Any changing mole must be examined by a dermatologist. Early melanoma can be removed while still in the curable stage; melanoma readily metastasizes, making early detection and treatment essential to increase survival rates. Excessive sun exposure, especially sunburn, is the most important preventable risk factor for melanoma. Fair-skinned individuals are at particular risk, but heredity also plays a part. A person has an increased chance of developing melanoma if a relative or close family member has had melanoma. Atypical moles, which may also run in families, and having a large number of moles can also serve as markers for people at increased risk for developing melanoma.

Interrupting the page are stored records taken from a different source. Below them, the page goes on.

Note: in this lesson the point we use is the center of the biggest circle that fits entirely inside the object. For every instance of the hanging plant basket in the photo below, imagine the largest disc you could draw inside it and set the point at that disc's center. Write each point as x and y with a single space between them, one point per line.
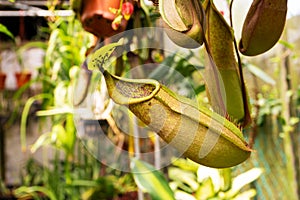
2 80
96 17
22 78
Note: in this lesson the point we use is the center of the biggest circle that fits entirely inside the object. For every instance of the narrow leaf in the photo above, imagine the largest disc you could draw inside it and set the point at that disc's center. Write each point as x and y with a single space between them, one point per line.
260 74
150 180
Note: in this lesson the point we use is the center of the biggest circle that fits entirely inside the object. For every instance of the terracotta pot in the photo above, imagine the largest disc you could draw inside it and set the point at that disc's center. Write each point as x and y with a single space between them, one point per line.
96 17
2 80
22 78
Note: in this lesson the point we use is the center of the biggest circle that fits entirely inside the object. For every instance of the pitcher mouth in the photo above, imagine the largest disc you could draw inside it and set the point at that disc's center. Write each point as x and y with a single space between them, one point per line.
127 91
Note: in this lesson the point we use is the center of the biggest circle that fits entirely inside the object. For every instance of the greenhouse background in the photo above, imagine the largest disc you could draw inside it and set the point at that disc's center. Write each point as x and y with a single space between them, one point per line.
64 137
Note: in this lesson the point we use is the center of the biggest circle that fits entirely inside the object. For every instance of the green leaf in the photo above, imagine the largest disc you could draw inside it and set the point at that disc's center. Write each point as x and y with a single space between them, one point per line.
150 180
187 177
25 114
260 74
24 191
101 56
242 180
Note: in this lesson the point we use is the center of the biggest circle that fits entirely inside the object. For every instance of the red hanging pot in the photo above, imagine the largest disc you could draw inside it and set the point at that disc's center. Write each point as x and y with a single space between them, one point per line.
97 18
22 78
2 80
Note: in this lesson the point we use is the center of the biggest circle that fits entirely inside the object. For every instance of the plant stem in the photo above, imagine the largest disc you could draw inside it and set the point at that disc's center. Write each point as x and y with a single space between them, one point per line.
287 139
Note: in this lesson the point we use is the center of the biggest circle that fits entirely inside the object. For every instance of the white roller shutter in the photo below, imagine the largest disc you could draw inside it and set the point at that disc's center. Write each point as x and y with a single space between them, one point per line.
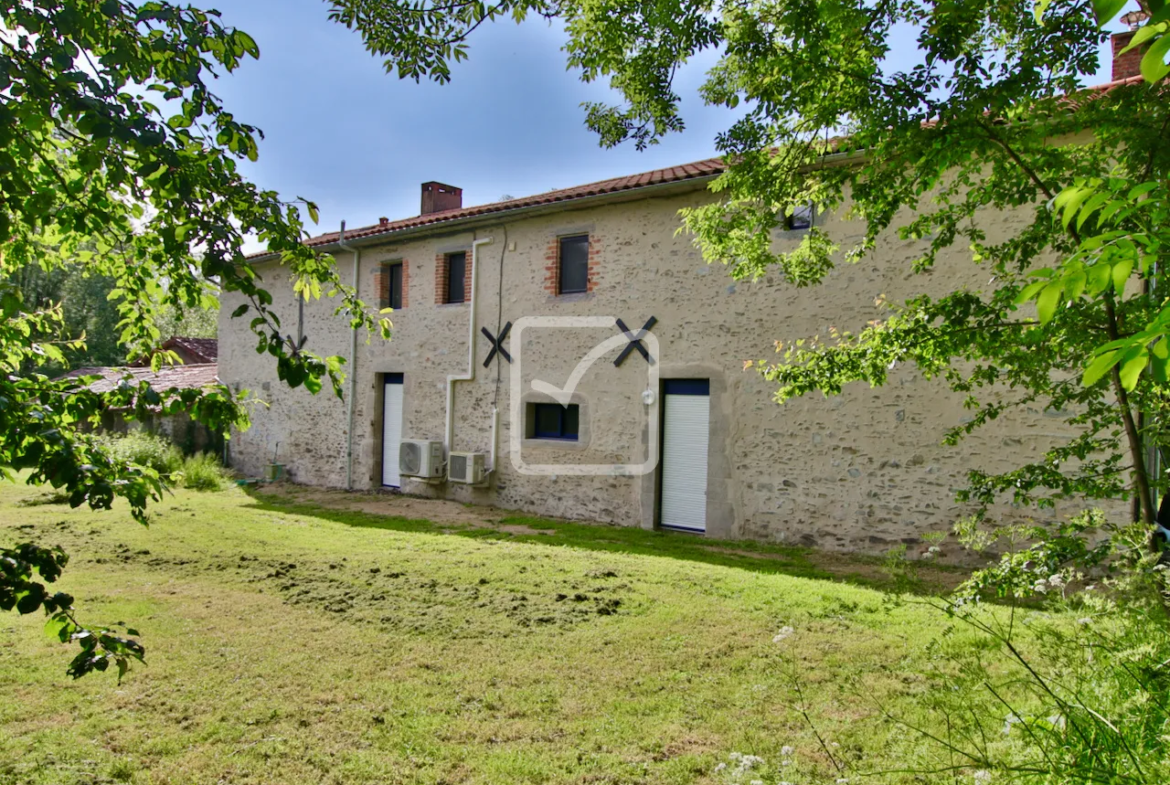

Dark skin is not a guarantee against melanoma. People with skin of color can develop melanoma, especially on the palms, soles, under the nails, in the mouth, or on the genitalia.
EARLY DETECTION IS KEY
Develop a regular routine to inspect your body for skin changes. If a growth, mole, sore or skin discoloration appears suddenly, or begins to change, see a dermatologist. It is wise to have an annual skin examination by a dermatologist, especially for adults with significant past sun exposure, a family history of skin cancer, or other known risk factors.
WARNING SIGNS OF MELANOMA INCLUDE:
- Changes in the surface of a mole.
- Scaliness, oozing, or bleeding from an existing mole or the appearance of a new mole that looks different from others.
- Spread of pigment from the border of a mole into surrounding skin.
- Change in sensation including itchiness, tenderness, or pain.
THE ABCDE’S OF MELANOMA
Asymmetry – One half unlike the other half
Border – Irregular, scalloped or poorly defined border
Color – Varied from one area to another; shades of tan and brown, black; sometimes white, red or blue.
Diameter – While melanomas are usually greater than 6mm (the size of a pencil eraser) when diagnosed, they can be smaller.
Evolving – A mole or skin lesion that looks different from the rest or is changes in size, shape or color.